Tower-based optical sensing of ecosystem carbon fluxes
Optical sampling of spectral reflectance and solar induced fluorescence provide information on the physiological status of vegetation that can be used to infer stress responses and estimates of production. Repeated observations are required to observe the effects of changing environmental conditions on vegetation. This study examines the use of optical signals to determine inputs to a light use efficiency (LUE) model describing productivity of a cornfield where carbon flux, spectral reflectance and fluorescence were measured.
Data were collected at the Optimizing Production Inputs for Economic and Environmental Enhancement (OPE3) fields (39.03°N, 76.85°W) at USDA Beltsville Agricultural Research Center. Agricultural Research Service researchers measured CO2 fluxes using eddy covariance. Optical measurements were made from a nearby tower supporting the FUSION sensor system consisting of two dual channel, upward and downward looking, spectrometers simultaneously collecting high spectral resolution measurements of reflected and fluoresced light. The relationships among the different optical measurements indicate that they are providing different types of information on the vegetation and that combinations of these measurements provide improved retrievals of CO2 fluxes.

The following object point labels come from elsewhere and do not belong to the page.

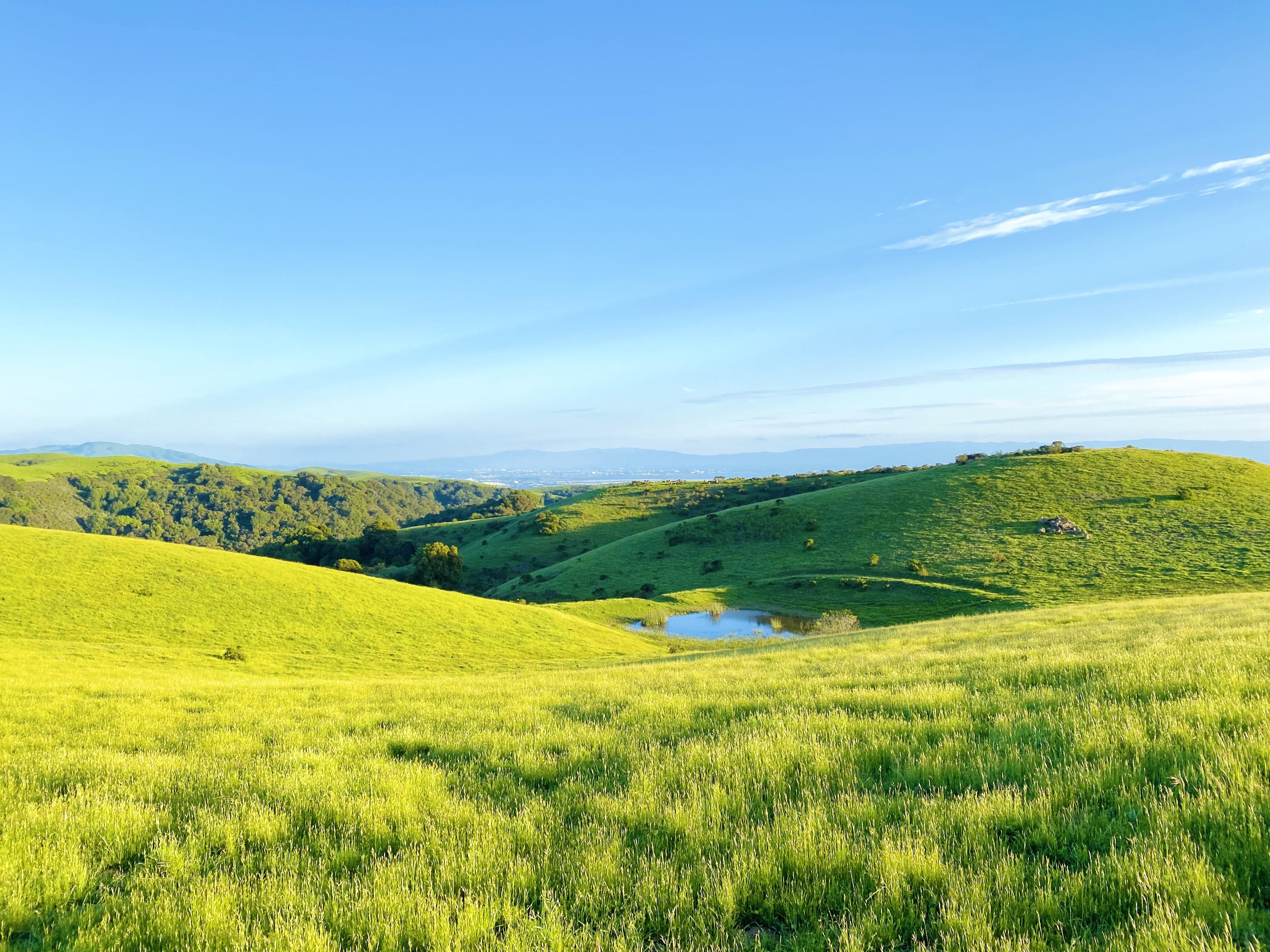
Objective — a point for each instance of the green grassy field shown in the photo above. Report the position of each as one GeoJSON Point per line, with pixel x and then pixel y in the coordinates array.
{"type": "Point", "coordinates": [190, 605]}
{"type": "Point", "coordinates": [1088, 777]}
{"type": "Point", "coordinates": [972, 527]}
{"type": "Point", "coordinates": [498, 550]}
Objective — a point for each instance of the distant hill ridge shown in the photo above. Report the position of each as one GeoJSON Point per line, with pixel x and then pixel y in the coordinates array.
{"type": "Point", "coordinates": [633, 462]}
{"type": "Point", "coordinates": [100, 449]}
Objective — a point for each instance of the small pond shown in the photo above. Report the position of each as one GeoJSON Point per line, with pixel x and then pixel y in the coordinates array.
{"type": "Point", "coordinates": [732, 624]}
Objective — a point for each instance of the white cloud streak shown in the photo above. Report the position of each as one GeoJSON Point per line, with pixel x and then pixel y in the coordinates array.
{"type": "Point", "coordinates": [1230, 166]}
{"type": "Point", "coordinates": [1126, 289]}
{"type": "Point", "coordinates": [1030, 218]}
{"type": "Point", "coordinates": [1243, 182]}
{"type": "Point", "coordinates": [1067, 210]}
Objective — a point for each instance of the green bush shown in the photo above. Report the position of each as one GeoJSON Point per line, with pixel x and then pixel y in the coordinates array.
{"type": "Point", "coordinates": [438, 565]}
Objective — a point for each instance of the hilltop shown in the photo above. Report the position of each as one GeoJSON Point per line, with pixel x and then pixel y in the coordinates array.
{"type": "Point", "coordinates": [100, 449]}
{"type": "Point", "coordinates": [192, 604]}
{"type": "Point", "coordinates": [954, 540]}
{"type": "Point", "coordinates": [502, 549]}
{"type": "Point", "coordinates": [219, 507]}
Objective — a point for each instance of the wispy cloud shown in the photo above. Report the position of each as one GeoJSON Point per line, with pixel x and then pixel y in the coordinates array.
{"type": "Point", "coordinates": [971, 372]}
{"type": "Point", "coordinates": [1032, 218]}
{"type": "Point", "coordinates": [1243, 182]}
{"type": "Point", "coordinates": [1126, 289]}
{"type": "Point", "coordinates": [1141, 412]}
{"type": "Point", "coordinates": [1068, 210]}
{"type": "Point", "coordinates": [1230, 166]}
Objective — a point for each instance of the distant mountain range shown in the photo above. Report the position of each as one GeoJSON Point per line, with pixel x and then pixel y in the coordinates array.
{"type": "Point", "coordinates": [543, 468]}
{"type": "Point", "coordinates": [539, 468]}
{"type": "Point", "coordinates": [168, 456]}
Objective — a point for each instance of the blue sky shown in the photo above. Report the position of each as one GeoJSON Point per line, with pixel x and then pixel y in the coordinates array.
{"type": "Point", "coordinates": [347, 233]}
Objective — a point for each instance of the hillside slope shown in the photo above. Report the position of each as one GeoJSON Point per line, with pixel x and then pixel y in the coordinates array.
{"type": "Point", "coordinates": [220, 507]}
{"type": "Point", "coordinates": [498, 550]}
{"type": "Point", "coordinates": [196, 602]}
{"type": "Point", "coordinates": [1088, 779]}
{"type": "Point", "coordinates": [957, 540]}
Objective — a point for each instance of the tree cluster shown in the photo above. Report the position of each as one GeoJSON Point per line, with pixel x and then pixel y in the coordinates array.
{"type": "Point", "coordinates": [242, 509]}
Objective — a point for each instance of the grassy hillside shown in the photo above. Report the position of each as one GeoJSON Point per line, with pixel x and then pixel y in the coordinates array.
{"type": "Point", "coordinates": [220, 507]}
{"type": "Point", "coordinates": [191, 604]}
{"type": "Point", "coordinates": [1088, 777]}
{"type": "Point", "coordinates": [1160, 524]}
{"type": "Point", "coordinates": [498, 550]}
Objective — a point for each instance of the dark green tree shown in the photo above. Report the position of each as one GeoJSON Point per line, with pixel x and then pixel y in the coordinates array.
{"type": "Point", "coordinates": [438, 565]}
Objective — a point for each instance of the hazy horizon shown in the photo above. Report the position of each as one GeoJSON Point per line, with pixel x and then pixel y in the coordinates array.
{"type": "Point", "coordinates": [394, 233]}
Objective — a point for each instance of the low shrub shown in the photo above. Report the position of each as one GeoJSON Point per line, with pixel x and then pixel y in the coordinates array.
{"type": "Point", "coordinates": [836, 624]}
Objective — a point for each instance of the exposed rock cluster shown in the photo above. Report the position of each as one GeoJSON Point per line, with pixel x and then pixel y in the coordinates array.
{"type": "Point", "coordinates": [1061, 525]}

Seasonal and diurnal changes in corn were observed through both Gross Ecosystem Production (GEP) from eddy covariance and spectral reflectance from FUSION, in this case from a single viewing direction (view zenith angle=25° and view azimuth angle=330° from North). Measurements were connected through the Light Use Efficiency equation:
GEP = e (fAPAR Qin)
where Qin is incident Photosynthetically Active Radiation (PAR), fAPAR is the fraction of absorbed PAR, and e is the light use efficiency. fAPAR is estimated using a linear relationship with NDVI. e is estimated using the Photosynthetic Reflectance Index (PRI), that detects changes in Xanthophyll cycle pigments using reflectance at 531 nm compared to a reference band at 570 nm, and through a Partial Least Squares Regression (PLSR) of spectral bands (400-900nm) sampled at 5 nm using 250 randomly selected points for training the algorithm.
The estimation of half-hourly GEP through the 2013 growing season using only the optical measurements finds that using NDVI for fAPAR combined with incident PAR alone has an R2 of 0.47. Adding in a description of e variability using PRI improves the relationship to a R2 of 0.67. Calculating e using the partial least squares regression improves the R2 to 0.79.